Cities struggle to drain floodwater

PALM VALLEY — The worst storm many residents here remember has driven floodwaters into about 80 percent of homes surrounding the Harlingen Country Club.

Like many of his neighbors, Mayor George Rivera remains flooded out of his home after a Monday night into early Tuesday morning storm dumped more than 12 inches of rain in about four hours here.

“About 80 percent of homes have some sort of water damage,” Rivera said late yesterday afternoon. “It’s probably the worst disaster in the history of our city.”

Early Tuesday morning, police officers and county crews used a river boat to rescue 50 residents from neighborhoods where floodwaters rose as high as six feet, Rivera said.

“We’ve had some residents who haven’t been able to get back into their homes,” Rivera said.

“Our elderly residents have told me they’ve never seen anything like this — not even Buelah was as bad,” he said, referring to the epic hurricane whose widespread flooding ravaged the region in 1967.

But Rivera did not blame Cameron County Drainage District No. 5’s drainage system, which drains an area stretching from Palm Valley to Interstate 69 near Wilson Road.

The flooding comes about three years after county officials completed a $5 million project to improve the drainage system.

“This was the perfect storm,” Rivera said. “I’m not sure if we would have spent $100 million it would have helped, with so much water in such a short time. But do we need more improvements? Absolutely.”

North Harlingen

Across north Harlingen, residents continued to struggle as floodwaters slowly drained.

Outside Luis Avila’s door, floodwaters cover the Interstate 69 frontage road like a river.

From as far west as Palm Valley, floodwaters flow into the I-69 frontage road area, where cars remained submerged.

“Every time it floods, I’ve got to worry about my employees and their safety. People have lost cars. It affects people’s livelihoods,” Avila, branch service manager at the Penske Truck Rental, said. “We’ve been here for 10 years and it’s always the same issue. This is one of the worst ones. We got water in the facility this time. It’s a low-lying area but there’s no drainage for water to go anywhere.”

Like Palm Valley, the I-69 frontage road area also drains into the Drainage District No. 5’s system, Carlos Sanchez, Harlingen’s assistant city manager, said.

“There is a drainage system there — it’s overwhelmed,” Sanchez said. “There’s a lot of area that flows into that location. The canals are pretty flat so it’s slow-draining.”

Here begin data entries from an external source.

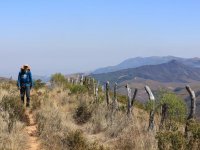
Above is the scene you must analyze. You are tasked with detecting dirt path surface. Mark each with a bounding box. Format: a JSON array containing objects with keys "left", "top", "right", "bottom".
[{"left": 25, "top": 110, "right": 40, "bottom": 150}]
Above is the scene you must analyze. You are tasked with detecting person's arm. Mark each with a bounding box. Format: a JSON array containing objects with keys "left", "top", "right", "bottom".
[
  {"left": 29, "top": 72, "right": 33, "bottom": 88},
  {"left": 17, "top": 72, "right": 21, "bottom": 88}
]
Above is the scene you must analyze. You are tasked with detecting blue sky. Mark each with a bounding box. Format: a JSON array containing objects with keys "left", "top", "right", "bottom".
[{"left": 0, "top": 0, "right": 200, "bottom": 76}]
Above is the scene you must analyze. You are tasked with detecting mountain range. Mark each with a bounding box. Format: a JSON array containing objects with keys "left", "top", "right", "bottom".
[{"left": 92, "top": 56, "right": 200, "bottom": 74}]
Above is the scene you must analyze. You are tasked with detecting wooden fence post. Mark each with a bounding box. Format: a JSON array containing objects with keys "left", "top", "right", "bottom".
[
  {"left": 145, "top": 86, "right": 155, "bottom": 130},
  {"left": 185, "top": 85, "right": 196, "bottom": 137},
  {"left": 131, "top": 88, "right": 138, "bottom": 107},
  {"left": 159, "top": 103, "right": 168, "bottom": 129},
  {"left": 106, "top": 81, "right": 110, "bottom": 106},
  {"left": 126, "top": 84, "right": 132, "bottom": 116},
  {"left": 80, "top": 75, "right": 84, "bottom": 85},
  {"left": 186, "top": 85, "right": 196, "bottom": 120},
  {"left": 112, "top": 83, "right": 118, "bottom": 111}
]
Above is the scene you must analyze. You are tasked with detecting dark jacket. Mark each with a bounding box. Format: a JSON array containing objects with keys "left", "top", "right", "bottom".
[{"left": 17, "top": 70, "right": 33, "bottom": 87}]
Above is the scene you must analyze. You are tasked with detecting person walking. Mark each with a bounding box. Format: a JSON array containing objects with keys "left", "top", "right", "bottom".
[{"left": 17, "top": 64, "right": 33, "bottom": 107}]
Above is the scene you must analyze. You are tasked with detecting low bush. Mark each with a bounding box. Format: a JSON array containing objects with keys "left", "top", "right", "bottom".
[
  {"left": 73, "top": 102, "right": 92, "bottom": 124},
  {"left": 69, "top": 85, "right": 87, "bottom": 94}
]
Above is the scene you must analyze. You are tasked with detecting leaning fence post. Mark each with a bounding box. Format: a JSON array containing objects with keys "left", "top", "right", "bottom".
[
  {"left": 95, "top": 83, "right": 99, "bottom": 102},
  {"left": 131, "top": 88, "right": 138, "bottom": 107},
  {"left": 145, "top": 86, "right": 155, "bottom": 130},
  {"left": 185, "top": 85, "right": 196, "bottom": 137},
  {"left": 112, "top": 83, "right": 118, "bottom": 111},
  {"left": 160, "top": 103, "right": 168, "bottom": 129},
  {"left": 106, "top": 81, "right": 110, "bottom": 106},
  {"left": 186, "top": 85, "right": 196, "bottom": 120},
  {"left": 80, "top": 75, "right": 84, "bottom": 85},
  {"left": 126, "top": 84, "right": 132, "bottom": 116}
]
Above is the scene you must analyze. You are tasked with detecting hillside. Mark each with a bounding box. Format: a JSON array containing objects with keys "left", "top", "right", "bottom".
[
  {"left": 91, "top": 60, "right": 200, "bottom": 83},
  {"left": 0, "top": 75, "right": 200, "bottom": 150},
  {"left": 93, "top": 56, "right": 200, "bottom": 74}
]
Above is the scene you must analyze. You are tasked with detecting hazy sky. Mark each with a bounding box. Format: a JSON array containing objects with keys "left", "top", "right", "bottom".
[{"left": 0, "top": 0, "right": 200, "bottom": 76}]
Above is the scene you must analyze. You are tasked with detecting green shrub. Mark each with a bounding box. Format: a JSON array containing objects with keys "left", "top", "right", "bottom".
[
  {"left": 0, "top": 96, "right": 28, "bottom": 132},
  {"left": 156, "top": 131, "right": 186, "bottom": 150},
  {"left": 31, "top": 95, "right": 41, "bottom": 110},
  {"left": 74, "top": 102, "right": 92, "bottom": 124},
  {"left": 50, "top": 73, "right": 67, "bottom": 86},
  {"left": 33, "top": 79, "right": 45, "bottom": 90},
  {"left": 70, "top": 85, "right": 87, "bottom": 94},
  {"left": 64, "top": 130, "right": 106, "bottom": 150}
]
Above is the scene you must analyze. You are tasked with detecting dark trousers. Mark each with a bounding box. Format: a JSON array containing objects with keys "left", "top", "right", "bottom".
[{"left": 20, "top": 86, "right": 30, "bottom": 104}]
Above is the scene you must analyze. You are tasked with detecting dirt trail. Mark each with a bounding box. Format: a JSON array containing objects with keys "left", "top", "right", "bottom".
[{"left": 25, "top": 110, "right": 40, "bottom": 150}]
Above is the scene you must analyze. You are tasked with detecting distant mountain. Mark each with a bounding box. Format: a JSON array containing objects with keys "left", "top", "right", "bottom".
[
  {"left": 33, "top": 75, "right": 50, "bottom": 83},
  {"left": 91, "top": 60, "right": 200, "bottom": 83},
  {"left": 93, "top": 56, "right": 200, "bottom": 74}
]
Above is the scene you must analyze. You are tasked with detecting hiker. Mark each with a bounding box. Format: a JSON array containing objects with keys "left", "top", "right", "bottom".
[{"left": 17, "top": 65, "right": 33, "bottom": 107}]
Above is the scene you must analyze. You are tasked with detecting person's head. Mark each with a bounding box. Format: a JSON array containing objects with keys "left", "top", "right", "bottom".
[{"left": 21, "top": 64, "right": 30, "bottom": 71}]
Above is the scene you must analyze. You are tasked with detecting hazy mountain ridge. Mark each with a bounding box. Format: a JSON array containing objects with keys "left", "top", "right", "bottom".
[
  {"left": 93, "top": 56, "right": 200, "bottom": 74},
  {"left": 92, "top": 60, "right": 200, "bottom": 83}
]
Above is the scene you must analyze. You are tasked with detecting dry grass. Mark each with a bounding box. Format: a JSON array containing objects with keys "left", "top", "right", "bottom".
[{"left": 0, "top": 83, "right": 27, "bottom": 150}]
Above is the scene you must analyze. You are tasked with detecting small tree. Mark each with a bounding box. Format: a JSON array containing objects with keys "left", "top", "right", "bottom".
[{"left": 34, "top": 79, "right": 45, "bottom": 90}]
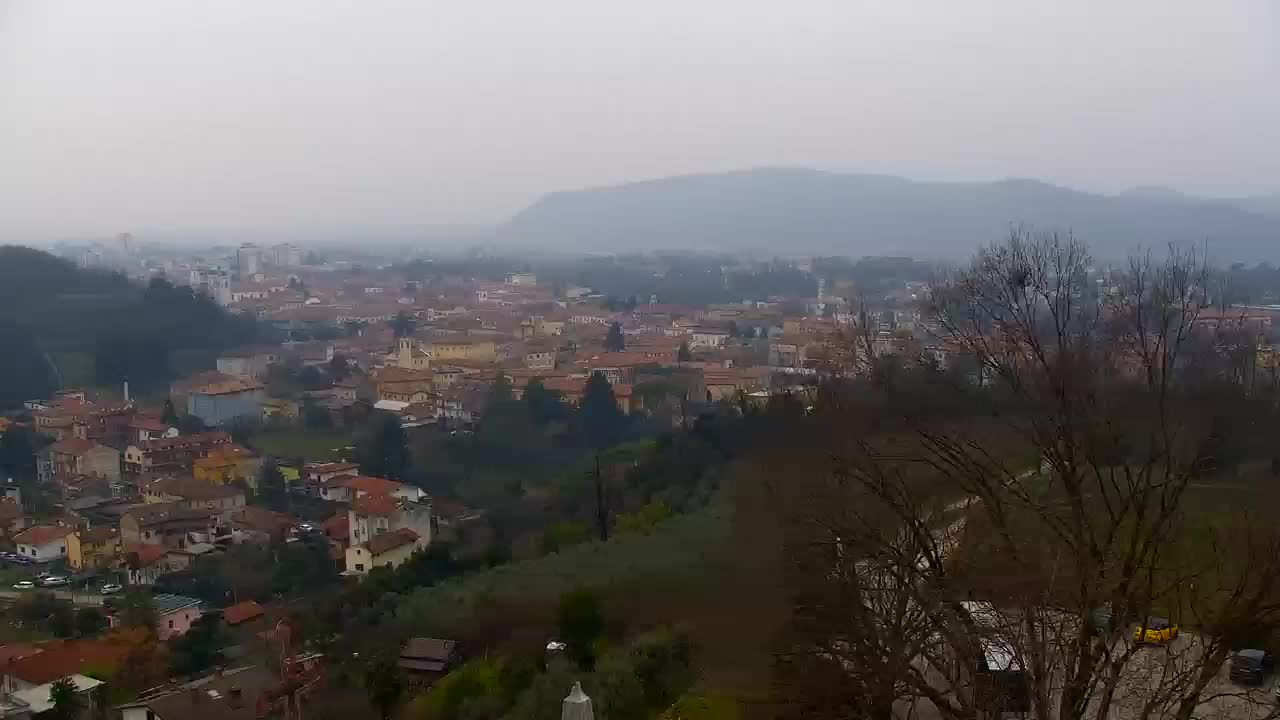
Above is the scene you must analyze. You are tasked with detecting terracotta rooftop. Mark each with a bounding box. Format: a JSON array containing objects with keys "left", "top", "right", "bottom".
[
  {"left": 13, "top": 525, "right": 76, "bottom": 544},
  {"left": 223, "top": 600, "right": 264, "bottom": 625},
  {"left": 334, "top": 475, "right": 404, "bottom": 495},
  {"left": 351, "top": 495, "right": 399, "bottom": 515},
  {"left": 3, "top": 638, "right": 129, "bottom": 685},
  {"left": 49, "top": 438, "right": 97, "bottom": 455},
  {"left": 366, "top": 528, "right": 419, "bottom": 555}
]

Along the frontage road, a car remained submerged near Airs Company, where owner Bo Boykin said the storm marked the third time his business has flooded since it opened in 1989.

“It’s a problem in this area with the drainage issue,” Boykin said.

In the city’s Harlingen Heights business district, floodwaters covered part of the parking lot outside the $16.7 million Harlingen Convention Center, which opened in May.

“It didn’t affect the building or the docking area,” Sanchez said.

For the large area, Drainage District No. 5’s system “is no where near large enough,” he said.

Pumping water

Across Harlingen’s northern edge, city officials turned to pumps to drain floodwaters out of neighborhoods.

By yesterday morning, crews were pumping floodwaters out of the Spanish Acres subdivision, located north of town, Sanchez said.

“We had some homes that saw water inside,” he said. “We had street flooding. It’s a low-lying area.”

Sanchez said crews pumped about 1.5 feet of water from the area of Barcelona, Buena Vista, Marchita and La Paloma Avenue.

By late yesterday afternoon, the subdivision’s streets remained covered with about six inches of water, he said.

Next, crews worked with Precinct 4 County Commissioner Gustavo Ruiz’s staff to pump floodwaters out of the Hickory Oaks Subdivision off Bass Boulevard, city spokeswoman Irma Garza stated.

“Based on the quantity of rain and the (size) of the area, it takes time but water is subsiding,” Sanchez said.